Ignore history, just blow them away: Brian Smith on the tactics Eels must adopt to upset Panthers
Few men know more about coaching Parramatta than Brian Smith. He has coached the Eels more times than anyone else in their history, with 243 games between 1997 and 2006, including the 2001 Grand Final appearance and two minor premierships.
Brad Arthur may well overtake him next year – this Grand Final will be his 230th game in charge – and Smith was sure that the man in the blue and gold hot seat would be relaxed ahead of the biggest game of his career.
“He’ll feel confident,” said Smith. They’ve had a pretty hard run to home so he’ll be hoping that he can get them in a nice physical point. They’ll do a bit of work by Wednesday or Thursday, but then they’ll taper back off again.
“I think the physical bit is obvious. People talk about mental for big games, but even the average human can’t be expected to be at their mental peak if, physically, they’re not up near their peak. Hit that bit first early on and deal with the mental bit later in the week.

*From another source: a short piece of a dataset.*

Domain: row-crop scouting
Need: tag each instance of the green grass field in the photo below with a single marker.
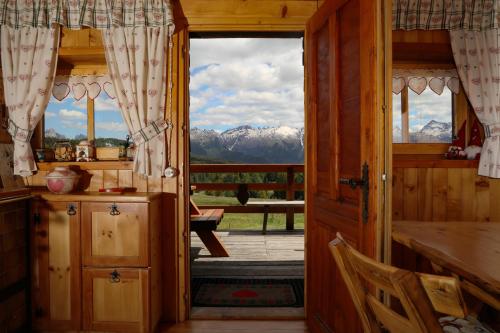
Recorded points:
(245, 221)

“I think when you play against a team that’s in their third Grand Final in a row and has had such a brilliant win/loss ratio, sometimes that becomes a case of ‘how do we beat this guys?’

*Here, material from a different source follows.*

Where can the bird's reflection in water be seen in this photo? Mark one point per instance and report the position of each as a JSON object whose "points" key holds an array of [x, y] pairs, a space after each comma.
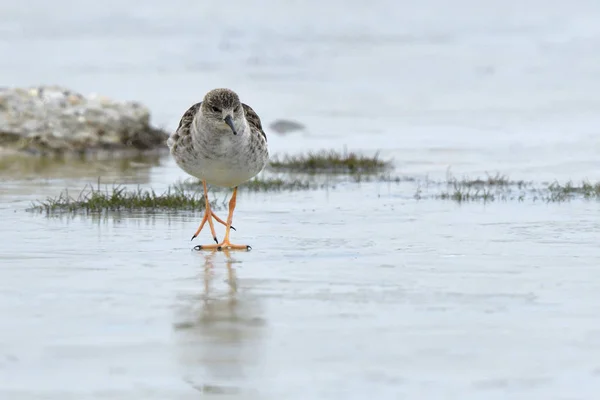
{"points": [[219, 331]]}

“But he’ll have a fair line on that anyway, because they beat them twice earlier in the year. They didn’t win in the playoff game, but they were well in that game for a period.
“There might be something in those performances that make him confident and able to reassure. They might not need to do a whole heap of gameplanning, because they might know already what they need to do.”

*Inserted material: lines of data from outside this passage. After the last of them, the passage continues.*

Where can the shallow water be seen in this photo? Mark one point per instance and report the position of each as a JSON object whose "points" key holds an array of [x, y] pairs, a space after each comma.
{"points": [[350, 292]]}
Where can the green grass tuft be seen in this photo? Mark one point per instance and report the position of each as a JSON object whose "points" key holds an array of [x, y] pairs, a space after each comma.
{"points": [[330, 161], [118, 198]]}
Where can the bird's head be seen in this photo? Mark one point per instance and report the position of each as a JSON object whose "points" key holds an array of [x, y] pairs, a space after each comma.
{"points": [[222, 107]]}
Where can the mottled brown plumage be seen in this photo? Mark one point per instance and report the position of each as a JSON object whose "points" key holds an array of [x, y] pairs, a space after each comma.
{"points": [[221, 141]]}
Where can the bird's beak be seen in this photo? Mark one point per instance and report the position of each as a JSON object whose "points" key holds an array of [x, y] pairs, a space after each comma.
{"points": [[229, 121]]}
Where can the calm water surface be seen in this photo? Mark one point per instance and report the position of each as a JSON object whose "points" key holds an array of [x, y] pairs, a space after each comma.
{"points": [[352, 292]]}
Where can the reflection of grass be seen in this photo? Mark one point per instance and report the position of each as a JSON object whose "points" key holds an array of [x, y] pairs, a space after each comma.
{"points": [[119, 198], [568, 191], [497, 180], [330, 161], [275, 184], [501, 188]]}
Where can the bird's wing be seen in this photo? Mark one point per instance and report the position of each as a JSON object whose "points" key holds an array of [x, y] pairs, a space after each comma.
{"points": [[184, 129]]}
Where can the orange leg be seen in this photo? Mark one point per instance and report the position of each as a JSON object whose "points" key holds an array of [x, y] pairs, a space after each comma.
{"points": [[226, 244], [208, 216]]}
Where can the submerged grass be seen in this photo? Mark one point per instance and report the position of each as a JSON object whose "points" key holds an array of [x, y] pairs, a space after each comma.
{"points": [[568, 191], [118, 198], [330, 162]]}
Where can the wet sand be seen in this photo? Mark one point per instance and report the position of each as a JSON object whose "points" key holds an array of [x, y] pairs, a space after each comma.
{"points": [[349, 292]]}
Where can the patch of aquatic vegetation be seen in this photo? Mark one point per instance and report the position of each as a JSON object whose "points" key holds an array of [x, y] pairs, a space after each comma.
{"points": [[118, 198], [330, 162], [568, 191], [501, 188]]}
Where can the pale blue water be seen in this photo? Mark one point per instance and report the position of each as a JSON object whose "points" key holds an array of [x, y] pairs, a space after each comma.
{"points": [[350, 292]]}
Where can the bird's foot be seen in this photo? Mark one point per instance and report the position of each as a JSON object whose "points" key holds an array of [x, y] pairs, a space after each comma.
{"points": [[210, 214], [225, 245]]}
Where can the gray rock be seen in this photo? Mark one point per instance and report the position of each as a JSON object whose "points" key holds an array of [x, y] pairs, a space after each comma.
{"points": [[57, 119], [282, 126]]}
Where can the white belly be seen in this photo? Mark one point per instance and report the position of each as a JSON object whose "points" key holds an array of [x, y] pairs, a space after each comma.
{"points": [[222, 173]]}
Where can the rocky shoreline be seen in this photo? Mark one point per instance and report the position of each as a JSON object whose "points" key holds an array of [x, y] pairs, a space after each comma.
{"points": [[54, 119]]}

Last week’s performance, in which Parramatta were losing until late against the Cowboys and underwent a significant game plan shift at half time, was indicative of how they could adapt to ingame situations. Their previous ability to expose the Panthers, too, could be a source of confidence.
“The teams that win most have multiple ways of winning,” explains Smith. “In today’s world, you need to find ways to win in different situations as they arise.
“You have to have a multi approach. It might only be that you’re very good at one aspect that suits what your opponent’s strength or weakness is.
“If they know what that is, he might have a cosy week this week because there might not be a lot that he has to do to get the team ready to play.
“In essence, all the good teams can impose their will on an opposition more times than not, otherwise they wouldn’t be there.”
Smith has seen a preview of how hard it is to beat a side like Penrith: his son, Rohan Smith, is head coach at Leeds Rhinos, who went down 24-12 to St Helens in the Super League Grand Final.Saints are team with a style similar to the Panthers and who are in a similar phase of dominance, having won their fourth consecutive title last weekend.
“The way the Panthers win – like St Helens – is based on the physical, but also that they don’t need to absolutely blow you away,” he said. “They’re happy to keep doing it and doing it until the last ten minutes if necessary.”
“Parra have gotten better at that this year, but over the last few years where they have been a force but not made it, I feel that was that their weakness.
“They did well when they blew others away, where they bullied the other teams into submission and could be leading by a big margin at half time, rather than Penrith’s way of being at them and at them until they wear them down.
“The St Helens capability was the same. Leeds couldn’t do it, they had to rely on waiting and tiring the opposition down.
“They weren’t ever beating them in the yardage battle and the territorial battle, but they could win because they could string passes together, find weaknesses and put on a good play to go score, and then score again and again.
“That’s the same question with Penrith for Parramatta. Do they do something clearly different or do the same thing very well over and over again?”
“Leeds didn’t have the sense of timing, because when you’re chasing 12 points in a Grand Final, there’s only a very good play or not good enough. You have to find those plays.
“You have to do these things on play two, because if you go one more, most often they’ll push you sideways and you’ll have to battle to get out of your own end. There’s a lot of risk-taking, but that’s what underdogs have to put up with.”
Whatever the tactics are, Smith was adamant that Brad Arthur would be steering well clear of the weight of history in his pre-match interactions with the players.
“History doesn’t mean a thing to those guys,” he said. “I don’t mean to be disrespectful, but the people who get ahead in any role, whether coaches, rookie kids or veteran players, don’t live in yesterday. You can’t get ahead and you don’t last.
“All that stuff if for you and me, for fans and media people, it’s all part of the mill. But that stuff – if it even got a mention I’d be absolutely astonished. By either team: Penrith won’t be counting on experience from last year either. You just have to do the thing on the day.